APPENDIX II: Semantic Type Features……………………………………………….……...34

APPENDIX III: Transfer Conditions and Actions………………………………………….....41

1General

The original structure of an OLIF file, as defined for the OTELO project, was characterised by a header, which contained data that was relevant to all of the lexical/terminological entries in the file, and the body, which contained the entries themselves. We propose to maintain this basic structure in OLIF2 with only minor changes.

In this document, we present a description of the proposed structure and content of the body of the OLIF2 file. For the consortium proposal on the OLIF2 file header, see Christian Lieske's updated proposal documents for OLIF2 administrative features and DTD.

2The Structure of the Body of an OLIF2 File[1]

The body of an OLIF2 file is a list of entries that contain data that is grouped according to the linguistic/lexical/terminological character of the information being represented. The groups are sub-lists of feature/value pairs (represented in XML as tags that reflect the element types, attributes, and values defined in the XML schema). An OLIF2 entry is structured as a monolingual entry with optional links to represent cross-reference and transfer relations. Accordingly, the proposed groups for an OLIF2 entry are:

  • monolingual: defines monolingual data.
  • cross-reference: defines cross-reference relations between the given entry and other entries in the lexicon in the same language.
  • transfer: defines bilingual transfer relations between the given entry and other entries in the lexicon in different languages.

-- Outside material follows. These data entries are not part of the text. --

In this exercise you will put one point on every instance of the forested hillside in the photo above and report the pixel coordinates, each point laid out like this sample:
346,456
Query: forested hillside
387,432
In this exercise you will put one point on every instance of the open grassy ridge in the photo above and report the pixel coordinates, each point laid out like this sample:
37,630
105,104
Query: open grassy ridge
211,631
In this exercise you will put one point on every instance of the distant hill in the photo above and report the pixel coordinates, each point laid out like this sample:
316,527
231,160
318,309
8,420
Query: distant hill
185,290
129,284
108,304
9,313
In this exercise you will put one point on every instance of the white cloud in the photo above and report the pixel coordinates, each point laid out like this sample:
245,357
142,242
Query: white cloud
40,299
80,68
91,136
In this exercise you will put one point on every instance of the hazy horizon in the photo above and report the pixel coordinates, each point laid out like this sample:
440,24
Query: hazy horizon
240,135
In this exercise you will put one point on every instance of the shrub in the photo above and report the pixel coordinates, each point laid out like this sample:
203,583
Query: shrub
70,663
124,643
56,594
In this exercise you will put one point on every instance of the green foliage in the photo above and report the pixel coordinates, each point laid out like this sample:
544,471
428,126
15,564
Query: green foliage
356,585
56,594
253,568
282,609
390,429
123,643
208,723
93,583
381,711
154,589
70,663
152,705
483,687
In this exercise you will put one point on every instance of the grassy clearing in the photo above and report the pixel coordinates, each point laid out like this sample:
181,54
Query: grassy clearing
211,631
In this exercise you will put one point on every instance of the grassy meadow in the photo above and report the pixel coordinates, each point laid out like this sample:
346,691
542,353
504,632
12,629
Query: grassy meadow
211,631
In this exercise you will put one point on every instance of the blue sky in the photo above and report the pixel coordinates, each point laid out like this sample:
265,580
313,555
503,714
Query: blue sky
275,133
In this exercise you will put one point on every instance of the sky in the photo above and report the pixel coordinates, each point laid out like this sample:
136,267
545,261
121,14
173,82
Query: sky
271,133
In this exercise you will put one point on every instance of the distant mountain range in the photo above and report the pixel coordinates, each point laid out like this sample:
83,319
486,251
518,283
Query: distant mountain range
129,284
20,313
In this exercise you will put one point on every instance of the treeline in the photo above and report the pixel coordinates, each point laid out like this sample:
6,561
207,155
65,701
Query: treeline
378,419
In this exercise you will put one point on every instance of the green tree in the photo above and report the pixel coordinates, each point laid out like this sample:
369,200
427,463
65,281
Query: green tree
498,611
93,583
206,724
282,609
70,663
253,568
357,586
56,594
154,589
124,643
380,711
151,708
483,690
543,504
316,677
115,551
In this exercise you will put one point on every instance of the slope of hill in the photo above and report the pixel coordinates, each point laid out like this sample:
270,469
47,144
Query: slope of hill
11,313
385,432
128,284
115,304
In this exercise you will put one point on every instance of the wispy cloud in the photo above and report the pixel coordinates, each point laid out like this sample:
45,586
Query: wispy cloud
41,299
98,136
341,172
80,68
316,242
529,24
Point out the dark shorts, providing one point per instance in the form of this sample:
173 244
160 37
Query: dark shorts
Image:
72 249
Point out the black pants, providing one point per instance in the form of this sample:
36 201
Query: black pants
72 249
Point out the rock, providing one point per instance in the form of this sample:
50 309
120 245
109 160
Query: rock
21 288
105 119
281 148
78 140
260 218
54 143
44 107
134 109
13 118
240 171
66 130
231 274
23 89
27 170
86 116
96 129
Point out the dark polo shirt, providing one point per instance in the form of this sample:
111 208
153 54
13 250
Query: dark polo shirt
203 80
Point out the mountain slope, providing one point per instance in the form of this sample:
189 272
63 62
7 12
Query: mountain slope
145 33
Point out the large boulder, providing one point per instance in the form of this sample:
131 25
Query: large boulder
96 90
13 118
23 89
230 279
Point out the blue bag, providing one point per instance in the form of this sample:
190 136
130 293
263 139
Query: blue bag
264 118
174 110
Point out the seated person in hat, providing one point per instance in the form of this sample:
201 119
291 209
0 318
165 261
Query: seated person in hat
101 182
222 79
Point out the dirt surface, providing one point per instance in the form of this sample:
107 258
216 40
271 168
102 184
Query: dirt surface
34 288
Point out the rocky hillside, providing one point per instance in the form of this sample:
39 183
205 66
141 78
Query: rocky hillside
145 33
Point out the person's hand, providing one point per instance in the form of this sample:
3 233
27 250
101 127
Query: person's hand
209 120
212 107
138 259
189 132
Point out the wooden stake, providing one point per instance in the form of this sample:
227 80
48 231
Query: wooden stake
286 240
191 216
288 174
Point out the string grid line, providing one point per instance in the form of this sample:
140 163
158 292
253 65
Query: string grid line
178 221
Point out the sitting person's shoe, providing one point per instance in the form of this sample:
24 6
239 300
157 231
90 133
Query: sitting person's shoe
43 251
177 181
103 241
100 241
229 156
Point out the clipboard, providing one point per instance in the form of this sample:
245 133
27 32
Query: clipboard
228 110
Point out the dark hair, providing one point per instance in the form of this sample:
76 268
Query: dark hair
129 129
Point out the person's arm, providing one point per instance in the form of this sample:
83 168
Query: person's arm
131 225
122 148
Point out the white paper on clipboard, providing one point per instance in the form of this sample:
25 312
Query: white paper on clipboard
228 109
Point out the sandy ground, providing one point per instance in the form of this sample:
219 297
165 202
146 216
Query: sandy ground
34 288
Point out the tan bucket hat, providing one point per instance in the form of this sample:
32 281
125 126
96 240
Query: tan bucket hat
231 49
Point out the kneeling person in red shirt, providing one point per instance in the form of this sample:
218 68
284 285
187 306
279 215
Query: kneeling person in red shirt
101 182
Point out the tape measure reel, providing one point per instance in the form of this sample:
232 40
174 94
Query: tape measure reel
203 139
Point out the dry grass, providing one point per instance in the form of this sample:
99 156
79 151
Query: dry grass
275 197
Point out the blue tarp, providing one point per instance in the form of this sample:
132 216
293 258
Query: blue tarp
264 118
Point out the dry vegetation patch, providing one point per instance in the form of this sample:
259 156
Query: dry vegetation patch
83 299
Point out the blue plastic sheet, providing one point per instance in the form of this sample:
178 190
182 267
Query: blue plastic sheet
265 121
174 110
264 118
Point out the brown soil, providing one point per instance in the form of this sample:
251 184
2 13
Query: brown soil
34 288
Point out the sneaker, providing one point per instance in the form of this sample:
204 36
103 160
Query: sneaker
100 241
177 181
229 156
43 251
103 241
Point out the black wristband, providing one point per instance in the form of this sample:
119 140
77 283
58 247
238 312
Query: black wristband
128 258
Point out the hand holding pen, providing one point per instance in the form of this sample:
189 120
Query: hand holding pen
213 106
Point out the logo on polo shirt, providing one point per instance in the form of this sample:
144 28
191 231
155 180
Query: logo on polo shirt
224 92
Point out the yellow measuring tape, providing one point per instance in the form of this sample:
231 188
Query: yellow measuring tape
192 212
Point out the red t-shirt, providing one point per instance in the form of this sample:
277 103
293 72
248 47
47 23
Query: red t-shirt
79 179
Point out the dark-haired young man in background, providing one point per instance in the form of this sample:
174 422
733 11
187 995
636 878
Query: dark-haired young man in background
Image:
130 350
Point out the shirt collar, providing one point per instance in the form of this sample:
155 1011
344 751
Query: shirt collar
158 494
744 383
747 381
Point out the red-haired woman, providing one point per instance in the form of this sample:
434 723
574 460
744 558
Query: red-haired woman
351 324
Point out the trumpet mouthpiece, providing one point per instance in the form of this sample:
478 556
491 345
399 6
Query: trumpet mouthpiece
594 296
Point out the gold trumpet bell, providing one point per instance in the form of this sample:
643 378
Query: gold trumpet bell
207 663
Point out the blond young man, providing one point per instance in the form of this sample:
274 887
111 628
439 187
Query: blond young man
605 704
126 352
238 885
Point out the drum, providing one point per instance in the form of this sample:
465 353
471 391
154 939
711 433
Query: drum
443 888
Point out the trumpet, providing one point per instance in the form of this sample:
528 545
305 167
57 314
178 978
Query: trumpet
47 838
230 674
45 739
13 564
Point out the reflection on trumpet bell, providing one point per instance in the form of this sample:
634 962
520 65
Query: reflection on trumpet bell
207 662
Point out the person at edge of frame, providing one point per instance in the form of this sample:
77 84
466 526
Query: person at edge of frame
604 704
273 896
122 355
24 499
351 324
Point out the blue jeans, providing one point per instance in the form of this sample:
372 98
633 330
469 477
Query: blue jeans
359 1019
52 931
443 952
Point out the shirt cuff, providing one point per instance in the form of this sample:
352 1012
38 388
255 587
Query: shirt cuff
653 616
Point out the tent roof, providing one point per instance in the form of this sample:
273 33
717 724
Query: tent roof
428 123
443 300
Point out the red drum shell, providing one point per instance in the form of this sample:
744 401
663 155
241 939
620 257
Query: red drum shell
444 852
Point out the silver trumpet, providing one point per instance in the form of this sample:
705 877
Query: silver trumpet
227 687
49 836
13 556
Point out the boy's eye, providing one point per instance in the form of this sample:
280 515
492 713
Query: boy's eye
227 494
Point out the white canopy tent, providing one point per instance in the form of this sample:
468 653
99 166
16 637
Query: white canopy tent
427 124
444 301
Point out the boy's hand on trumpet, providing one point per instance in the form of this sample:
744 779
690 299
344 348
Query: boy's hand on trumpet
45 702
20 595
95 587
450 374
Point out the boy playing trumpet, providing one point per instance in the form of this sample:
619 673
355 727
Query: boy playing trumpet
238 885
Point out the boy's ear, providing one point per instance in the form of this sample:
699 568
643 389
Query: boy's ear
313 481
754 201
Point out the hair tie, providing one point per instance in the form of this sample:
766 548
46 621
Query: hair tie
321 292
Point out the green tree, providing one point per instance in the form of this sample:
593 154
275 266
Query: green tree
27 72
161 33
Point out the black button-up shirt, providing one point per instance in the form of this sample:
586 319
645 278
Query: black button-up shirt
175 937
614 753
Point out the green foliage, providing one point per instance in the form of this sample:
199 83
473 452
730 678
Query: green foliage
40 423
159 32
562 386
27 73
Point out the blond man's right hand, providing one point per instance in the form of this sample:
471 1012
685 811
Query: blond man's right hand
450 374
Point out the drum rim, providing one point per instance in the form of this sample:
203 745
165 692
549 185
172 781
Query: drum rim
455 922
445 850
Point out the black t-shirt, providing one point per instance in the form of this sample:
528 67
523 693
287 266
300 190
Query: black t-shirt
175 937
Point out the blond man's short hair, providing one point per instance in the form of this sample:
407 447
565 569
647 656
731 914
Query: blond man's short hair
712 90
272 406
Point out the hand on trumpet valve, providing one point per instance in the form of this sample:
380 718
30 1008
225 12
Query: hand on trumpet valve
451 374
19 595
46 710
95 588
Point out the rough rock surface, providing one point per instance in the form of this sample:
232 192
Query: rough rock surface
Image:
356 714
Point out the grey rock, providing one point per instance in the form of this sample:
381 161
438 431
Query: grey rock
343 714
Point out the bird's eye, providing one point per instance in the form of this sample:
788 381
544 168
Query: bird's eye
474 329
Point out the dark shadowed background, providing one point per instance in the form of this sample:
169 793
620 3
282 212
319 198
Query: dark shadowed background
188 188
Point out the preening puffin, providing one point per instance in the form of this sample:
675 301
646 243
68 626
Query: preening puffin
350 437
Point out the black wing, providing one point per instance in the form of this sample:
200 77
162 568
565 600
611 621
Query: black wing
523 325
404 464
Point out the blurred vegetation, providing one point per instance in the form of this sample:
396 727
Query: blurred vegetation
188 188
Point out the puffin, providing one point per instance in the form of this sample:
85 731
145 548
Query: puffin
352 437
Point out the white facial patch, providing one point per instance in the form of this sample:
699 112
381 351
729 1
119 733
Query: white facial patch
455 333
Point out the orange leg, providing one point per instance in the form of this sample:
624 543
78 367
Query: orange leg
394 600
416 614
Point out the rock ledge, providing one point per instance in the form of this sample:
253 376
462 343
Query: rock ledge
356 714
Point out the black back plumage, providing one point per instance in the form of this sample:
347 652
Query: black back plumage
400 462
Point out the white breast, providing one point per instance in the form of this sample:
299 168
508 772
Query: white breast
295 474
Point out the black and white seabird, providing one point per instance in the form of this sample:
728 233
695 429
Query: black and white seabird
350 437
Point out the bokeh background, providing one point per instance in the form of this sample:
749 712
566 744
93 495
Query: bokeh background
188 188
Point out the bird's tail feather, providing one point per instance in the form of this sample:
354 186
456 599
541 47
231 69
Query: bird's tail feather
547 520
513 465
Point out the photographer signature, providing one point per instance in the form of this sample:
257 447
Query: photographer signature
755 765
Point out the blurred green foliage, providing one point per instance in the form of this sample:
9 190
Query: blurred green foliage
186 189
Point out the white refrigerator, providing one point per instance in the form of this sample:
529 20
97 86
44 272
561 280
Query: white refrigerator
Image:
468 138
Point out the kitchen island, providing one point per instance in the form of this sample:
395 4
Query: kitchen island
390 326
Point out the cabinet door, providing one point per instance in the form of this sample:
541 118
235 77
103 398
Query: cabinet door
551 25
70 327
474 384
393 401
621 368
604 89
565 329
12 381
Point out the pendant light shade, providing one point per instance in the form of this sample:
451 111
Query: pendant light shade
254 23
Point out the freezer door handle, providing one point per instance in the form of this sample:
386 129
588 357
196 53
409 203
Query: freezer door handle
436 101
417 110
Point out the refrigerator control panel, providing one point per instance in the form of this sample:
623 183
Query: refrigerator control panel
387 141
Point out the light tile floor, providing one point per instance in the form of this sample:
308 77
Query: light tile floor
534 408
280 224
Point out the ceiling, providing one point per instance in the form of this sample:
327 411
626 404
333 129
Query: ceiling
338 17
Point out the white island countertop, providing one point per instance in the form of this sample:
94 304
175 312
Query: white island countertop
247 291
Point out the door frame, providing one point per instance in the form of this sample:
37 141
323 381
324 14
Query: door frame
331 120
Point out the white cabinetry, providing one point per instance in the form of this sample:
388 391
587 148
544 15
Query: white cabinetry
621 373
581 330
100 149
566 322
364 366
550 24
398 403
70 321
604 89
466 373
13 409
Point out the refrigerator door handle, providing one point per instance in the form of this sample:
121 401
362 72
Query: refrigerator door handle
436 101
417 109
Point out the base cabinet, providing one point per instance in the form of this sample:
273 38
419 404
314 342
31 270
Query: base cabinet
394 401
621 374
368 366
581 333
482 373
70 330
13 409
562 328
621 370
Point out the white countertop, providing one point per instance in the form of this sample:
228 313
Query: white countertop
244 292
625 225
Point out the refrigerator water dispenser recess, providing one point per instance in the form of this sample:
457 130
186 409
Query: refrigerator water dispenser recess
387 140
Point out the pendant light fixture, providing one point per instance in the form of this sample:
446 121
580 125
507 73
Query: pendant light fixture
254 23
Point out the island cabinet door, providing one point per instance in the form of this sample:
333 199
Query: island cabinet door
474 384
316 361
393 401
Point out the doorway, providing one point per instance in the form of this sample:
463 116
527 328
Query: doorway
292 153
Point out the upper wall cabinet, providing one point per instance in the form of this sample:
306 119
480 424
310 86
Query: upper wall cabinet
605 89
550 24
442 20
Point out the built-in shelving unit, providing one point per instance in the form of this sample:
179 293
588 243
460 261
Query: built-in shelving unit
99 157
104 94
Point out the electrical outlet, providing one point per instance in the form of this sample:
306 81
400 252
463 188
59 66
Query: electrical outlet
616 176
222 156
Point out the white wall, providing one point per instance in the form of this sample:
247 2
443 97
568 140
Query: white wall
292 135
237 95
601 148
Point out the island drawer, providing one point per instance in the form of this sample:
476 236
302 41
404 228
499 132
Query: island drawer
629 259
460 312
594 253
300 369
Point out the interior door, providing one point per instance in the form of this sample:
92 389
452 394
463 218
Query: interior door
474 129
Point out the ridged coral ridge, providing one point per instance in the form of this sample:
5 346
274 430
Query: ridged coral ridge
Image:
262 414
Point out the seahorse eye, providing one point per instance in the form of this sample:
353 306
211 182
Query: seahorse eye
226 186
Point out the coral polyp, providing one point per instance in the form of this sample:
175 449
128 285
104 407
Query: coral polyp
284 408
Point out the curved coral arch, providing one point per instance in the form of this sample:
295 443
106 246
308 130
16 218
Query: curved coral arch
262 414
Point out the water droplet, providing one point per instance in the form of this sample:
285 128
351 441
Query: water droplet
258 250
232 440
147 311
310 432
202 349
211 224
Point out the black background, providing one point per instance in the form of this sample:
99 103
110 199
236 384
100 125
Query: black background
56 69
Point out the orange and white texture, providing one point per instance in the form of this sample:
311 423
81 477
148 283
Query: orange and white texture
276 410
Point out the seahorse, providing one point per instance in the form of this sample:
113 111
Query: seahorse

(Following the proposal of Sail Labs, the allo group, which explicitly defined allomorphic variants in the original OTELO OLIF, has been eliminated. In its place in OLIF2 is a more comprehensive analysis in which allomorphic variation is subsumed under inflection class coding (see section 3.2.2.2).)

The OLIF2 entry is itself defined as a semantic unit that is identified uniquely by a set of five features:

  • canonical form: the entry string, represented in canonical form in accordance with OLIF2 guidelines (to be published in conjunction with SALT).
  • language: the language represented by the entry string.
  • part of speech: the part of speech, or word class, represented by the entry string.
  • subject field: the knowledge domain to which the lexical/terminological entry is assigned.
  • semantic reading: the semantic class identifier used to distinguish readings for entries with identical values for canonical form, language, part of speech, and subject field.

As with the original OLIF, this set of features is required in the monolingual group of the entry in order to identify the entry itself. In addition, it is used as well in the cross-reference group of the entry (with the exception of the language feature[2]) in order to identify the entry that is pointed to in the cross-reference relation, and in the transfer group of the entry, in order to identify the entry that is pointed to in a transfer relation.

Since the specification of cross-reference and transfer links are optional, a minimal well-formed OLIF2 entry contains a monolingual group with the obligatory features canonical form, language, part of speech,subject field, and semantic reading.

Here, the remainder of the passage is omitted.